Usage

Cache the output of your PyTorch module effortlessly with a single decorator:

from torchcache import torchcache

 @torchcache()
 class MyModule(nn.Module):
     def __init__(self):
         super().__init__()
         self.linear = nn.Linear(10, 10)

     def forward(self, x):
         # This output will be cached
         return self.linear(x)

Alternatively, cache the output of a torch-heavy function:

from torchcache import torchcache

 @torchcache()
 def my_function(x):
     # This output will be cached
     return x + 1

Limitations

torchcache is designed to cache the tensor-based batched inputs and outputs efficiently in a batch-agnostic way. However, it has some limitations:

  • The module’s forward method should return a single tensor.

  • All input tensors should be on the same device and have the same dtype, with the same batch dimension.

  • Only basic immutable Python types (int, str, float, boolean) are supported as input arguments in addition to tensors.

Persistent caching

For persistent caching, use the persistent argument. You have the chance to specify the cache directory with the persistent_cache_dir argument. Without it, the cache will be stored in a temporary directory and deleted after the program exits.

from torchcache import torchcache

 @torchcache(persistent=True, persistent_cache_dir="/path/to/cache")
 class MyModule(nn.Module):
     ...

Adjusting cache size

Even when you enable persistent caching, torchcache will still store some data in memory, up to max_memory_cache_size bytes, by default 1 GB. In addition, the persistent cache will be limited to max_persistent_cache_size bytes, by default 10 GB. You can adjust these values with the corresponding arguments.

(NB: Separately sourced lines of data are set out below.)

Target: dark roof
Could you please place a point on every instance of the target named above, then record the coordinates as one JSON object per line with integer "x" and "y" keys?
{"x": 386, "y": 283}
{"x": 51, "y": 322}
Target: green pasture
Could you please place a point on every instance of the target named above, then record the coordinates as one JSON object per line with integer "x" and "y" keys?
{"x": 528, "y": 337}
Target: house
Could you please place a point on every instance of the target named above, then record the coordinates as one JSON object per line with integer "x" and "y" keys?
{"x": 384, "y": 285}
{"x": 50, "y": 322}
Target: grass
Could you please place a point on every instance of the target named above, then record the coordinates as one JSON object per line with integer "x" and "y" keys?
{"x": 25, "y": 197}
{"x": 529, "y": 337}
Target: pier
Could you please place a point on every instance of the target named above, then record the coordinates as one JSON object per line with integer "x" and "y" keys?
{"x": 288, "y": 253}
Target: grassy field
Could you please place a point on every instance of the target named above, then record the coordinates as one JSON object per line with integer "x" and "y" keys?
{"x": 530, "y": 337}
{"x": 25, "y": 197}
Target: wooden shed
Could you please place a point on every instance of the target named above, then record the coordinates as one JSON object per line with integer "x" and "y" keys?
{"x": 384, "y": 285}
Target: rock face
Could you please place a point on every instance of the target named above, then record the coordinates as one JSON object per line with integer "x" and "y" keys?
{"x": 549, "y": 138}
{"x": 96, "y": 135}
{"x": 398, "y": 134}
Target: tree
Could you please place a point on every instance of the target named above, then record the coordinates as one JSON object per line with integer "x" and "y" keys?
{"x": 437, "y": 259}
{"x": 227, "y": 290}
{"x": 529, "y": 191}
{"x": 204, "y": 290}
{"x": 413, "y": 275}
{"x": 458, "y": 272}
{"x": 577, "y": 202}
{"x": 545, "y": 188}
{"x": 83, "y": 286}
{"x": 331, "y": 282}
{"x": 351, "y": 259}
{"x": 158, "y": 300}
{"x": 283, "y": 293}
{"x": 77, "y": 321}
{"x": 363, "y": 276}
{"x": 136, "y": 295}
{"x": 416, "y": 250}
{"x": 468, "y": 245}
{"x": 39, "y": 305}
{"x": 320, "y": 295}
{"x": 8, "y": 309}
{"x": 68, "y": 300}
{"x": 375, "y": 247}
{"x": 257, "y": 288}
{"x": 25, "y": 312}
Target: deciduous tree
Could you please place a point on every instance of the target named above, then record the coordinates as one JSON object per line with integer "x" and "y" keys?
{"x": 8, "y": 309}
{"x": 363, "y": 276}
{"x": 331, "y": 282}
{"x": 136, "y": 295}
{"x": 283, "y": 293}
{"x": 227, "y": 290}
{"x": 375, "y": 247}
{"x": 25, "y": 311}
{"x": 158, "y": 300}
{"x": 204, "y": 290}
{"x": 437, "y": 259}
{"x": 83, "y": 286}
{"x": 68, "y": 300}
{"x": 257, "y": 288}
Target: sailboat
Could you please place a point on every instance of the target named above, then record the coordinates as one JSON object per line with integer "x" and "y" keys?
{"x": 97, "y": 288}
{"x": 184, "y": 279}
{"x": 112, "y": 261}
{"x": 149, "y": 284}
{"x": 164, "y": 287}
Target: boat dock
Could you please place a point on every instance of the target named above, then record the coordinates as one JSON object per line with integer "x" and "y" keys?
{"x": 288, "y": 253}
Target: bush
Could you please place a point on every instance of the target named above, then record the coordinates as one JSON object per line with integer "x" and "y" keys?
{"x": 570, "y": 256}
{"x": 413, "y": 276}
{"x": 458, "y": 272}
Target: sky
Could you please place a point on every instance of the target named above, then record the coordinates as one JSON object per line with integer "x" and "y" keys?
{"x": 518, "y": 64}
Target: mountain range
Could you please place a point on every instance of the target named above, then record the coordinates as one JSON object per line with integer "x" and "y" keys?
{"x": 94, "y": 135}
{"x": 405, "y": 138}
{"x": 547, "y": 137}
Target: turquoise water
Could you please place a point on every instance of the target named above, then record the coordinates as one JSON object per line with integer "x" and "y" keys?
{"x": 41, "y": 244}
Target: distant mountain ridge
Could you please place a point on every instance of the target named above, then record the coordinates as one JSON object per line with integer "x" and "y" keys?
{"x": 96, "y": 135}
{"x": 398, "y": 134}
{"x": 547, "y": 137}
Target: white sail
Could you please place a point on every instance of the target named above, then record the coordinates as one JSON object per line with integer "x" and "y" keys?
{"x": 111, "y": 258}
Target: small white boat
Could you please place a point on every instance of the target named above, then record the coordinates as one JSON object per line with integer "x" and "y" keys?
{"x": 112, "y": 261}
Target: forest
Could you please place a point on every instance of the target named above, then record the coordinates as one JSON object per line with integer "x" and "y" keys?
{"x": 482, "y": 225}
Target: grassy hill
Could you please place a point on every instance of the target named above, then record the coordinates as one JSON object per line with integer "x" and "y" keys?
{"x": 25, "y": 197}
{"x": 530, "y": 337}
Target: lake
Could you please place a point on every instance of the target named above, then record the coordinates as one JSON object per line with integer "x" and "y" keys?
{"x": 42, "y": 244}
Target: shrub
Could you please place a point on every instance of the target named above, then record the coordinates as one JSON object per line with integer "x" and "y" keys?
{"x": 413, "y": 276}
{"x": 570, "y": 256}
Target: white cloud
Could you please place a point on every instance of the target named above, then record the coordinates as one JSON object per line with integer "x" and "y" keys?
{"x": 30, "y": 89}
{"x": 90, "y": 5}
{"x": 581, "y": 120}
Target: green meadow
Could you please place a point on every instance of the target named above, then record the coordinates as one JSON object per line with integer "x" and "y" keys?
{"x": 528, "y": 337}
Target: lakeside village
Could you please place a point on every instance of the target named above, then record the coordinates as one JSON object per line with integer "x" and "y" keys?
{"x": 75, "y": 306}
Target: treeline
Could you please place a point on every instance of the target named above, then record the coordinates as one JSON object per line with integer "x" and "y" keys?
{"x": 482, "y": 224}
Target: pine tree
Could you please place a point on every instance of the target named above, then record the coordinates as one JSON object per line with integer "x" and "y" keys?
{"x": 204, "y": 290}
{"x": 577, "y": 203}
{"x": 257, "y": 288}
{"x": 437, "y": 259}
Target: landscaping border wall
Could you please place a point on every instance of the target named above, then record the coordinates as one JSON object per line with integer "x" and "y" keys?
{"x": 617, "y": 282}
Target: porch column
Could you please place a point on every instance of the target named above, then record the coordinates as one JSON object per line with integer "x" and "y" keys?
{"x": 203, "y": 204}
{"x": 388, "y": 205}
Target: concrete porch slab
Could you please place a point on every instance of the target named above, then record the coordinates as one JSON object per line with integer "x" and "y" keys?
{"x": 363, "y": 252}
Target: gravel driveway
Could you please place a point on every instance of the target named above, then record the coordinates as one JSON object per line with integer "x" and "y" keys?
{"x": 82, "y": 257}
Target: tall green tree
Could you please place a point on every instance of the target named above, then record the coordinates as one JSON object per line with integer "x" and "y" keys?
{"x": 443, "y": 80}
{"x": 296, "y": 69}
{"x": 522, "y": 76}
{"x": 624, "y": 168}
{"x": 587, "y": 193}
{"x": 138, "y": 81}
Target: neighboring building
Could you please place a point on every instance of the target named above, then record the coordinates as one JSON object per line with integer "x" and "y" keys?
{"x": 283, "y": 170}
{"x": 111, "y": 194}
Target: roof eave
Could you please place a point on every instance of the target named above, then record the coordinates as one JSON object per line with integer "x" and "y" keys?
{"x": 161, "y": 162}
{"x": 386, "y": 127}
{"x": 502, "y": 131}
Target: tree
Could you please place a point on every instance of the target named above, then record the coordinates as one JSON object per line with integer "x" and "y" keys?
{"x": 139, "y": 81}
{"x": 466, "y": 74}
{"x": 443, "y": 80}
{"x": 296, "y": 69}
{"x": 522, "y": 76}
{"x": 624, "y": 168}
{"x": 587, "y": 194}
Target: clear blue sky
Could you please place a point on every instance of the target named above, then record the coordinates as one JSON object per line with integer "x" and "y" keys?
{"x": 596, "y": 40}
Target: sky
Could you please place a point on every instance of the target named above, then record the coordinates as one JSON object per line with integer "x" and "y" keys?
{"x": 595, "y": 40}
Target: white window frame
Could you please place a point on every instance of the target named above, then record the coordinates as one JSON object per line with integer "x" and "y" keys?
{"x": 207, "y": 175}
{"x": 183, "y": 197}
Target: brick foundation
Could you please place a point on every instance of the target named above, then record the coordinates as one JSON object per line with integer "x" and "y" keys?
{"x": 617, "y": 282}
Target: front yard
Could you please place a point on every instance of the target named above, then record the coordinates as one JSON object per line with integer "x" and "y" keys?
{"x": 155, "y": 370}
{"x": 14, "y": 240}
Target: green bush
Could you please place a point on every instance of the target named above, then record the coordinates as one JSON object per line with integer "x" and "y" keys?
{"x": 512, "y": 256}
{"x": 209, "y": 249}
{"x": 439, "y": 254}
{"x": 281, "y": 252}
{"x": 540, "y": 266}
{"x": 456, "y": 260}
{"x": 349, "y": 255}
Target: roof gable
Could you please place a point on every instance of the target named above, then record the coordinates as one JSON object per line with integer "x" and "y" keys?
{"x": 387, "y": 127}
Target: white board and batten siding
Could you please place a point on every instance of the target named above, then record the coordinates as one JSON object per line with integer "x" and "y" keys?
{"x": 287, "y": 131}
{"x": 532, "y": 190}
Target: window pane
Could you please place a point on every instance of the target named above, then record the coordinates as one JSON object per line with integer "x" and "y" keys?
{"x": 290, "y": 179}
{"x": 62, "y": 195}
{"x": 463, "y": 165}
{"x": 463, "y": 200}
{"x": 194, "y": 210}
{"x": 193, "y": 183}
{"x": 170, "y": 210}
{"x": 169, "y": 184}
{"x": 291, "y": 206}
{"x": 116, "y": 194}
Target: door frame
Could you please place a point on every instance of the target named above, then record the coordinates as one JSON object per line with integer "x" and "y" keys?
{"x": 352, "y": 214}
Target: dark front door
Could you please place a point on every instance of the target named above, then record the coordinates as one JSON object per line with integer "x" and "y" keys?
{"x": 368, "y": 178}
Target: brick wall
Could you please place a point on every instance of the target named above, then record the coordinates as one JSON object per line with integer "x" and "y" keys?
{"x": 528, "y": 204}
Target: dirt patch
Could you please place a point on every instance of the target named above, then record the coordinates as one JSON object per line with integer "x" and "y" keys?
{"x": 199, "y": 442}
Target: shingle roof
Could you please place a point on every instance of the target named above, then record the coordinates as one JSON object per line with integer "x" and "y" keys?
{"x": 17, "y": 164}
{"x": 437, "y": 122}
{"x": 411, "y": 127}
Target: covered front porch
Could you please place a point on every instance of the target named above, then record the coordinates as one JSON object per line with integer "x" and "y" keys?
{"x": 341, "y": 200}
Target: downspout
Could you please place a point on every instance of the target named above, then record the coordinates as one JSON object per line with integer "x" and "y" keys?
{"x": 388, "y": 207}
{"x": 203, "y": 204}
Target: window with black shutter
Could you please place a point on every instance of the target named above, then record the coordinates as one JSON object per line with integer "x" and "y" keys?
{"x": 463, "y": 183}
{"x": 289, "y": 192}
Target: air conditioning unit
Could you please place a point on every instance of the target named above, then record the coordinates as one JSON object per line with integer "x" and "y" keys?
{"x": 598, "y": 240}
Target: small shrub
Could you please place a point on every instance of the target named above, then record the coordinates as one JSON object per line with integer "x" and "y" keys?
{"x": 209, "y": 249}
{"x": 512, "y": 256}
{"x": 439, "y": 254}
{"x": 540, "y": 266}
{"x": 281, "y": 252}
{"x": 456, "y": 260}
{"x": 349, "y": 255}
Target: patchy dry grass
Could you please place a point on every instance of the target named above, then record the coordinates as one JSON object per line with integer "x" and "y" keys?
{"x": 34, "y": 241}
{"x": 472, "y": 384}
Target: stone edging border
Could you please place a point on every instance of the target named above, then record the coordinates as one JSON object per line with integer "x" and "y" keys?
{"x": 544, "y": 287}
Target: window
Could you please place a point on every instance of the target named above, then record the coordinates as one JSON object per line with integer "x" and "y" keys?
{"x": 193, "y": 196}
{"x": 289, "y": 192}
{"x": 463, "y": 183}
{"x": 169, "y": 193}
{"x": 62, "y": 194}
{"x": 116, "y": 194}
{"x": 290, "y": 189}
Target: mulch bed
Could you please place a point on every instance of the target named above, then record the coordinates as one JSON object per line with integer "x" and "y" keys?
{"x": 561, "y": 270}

from torchcache import torchcache

 @torchcache(
     persistent=True,
     max_memory_cache_size=5e9, # 5 GB
     max_persistent_cache_size=50e9, # 50 GB
 )
 class MyModule(nn.Module):
     ...

Optimizing cache size

If you want to optimize the cache size, you can play with compression quality and the dtype of cached tensor. By default, tensors are cached with the same dtype as the original tensor without compression. You can use ztsd compression, and change the cache_dtype. Note that the compression quality is only used for persistent caching, and comes with implications on both the speed of caching and loading. For most cases, the default values should be fine.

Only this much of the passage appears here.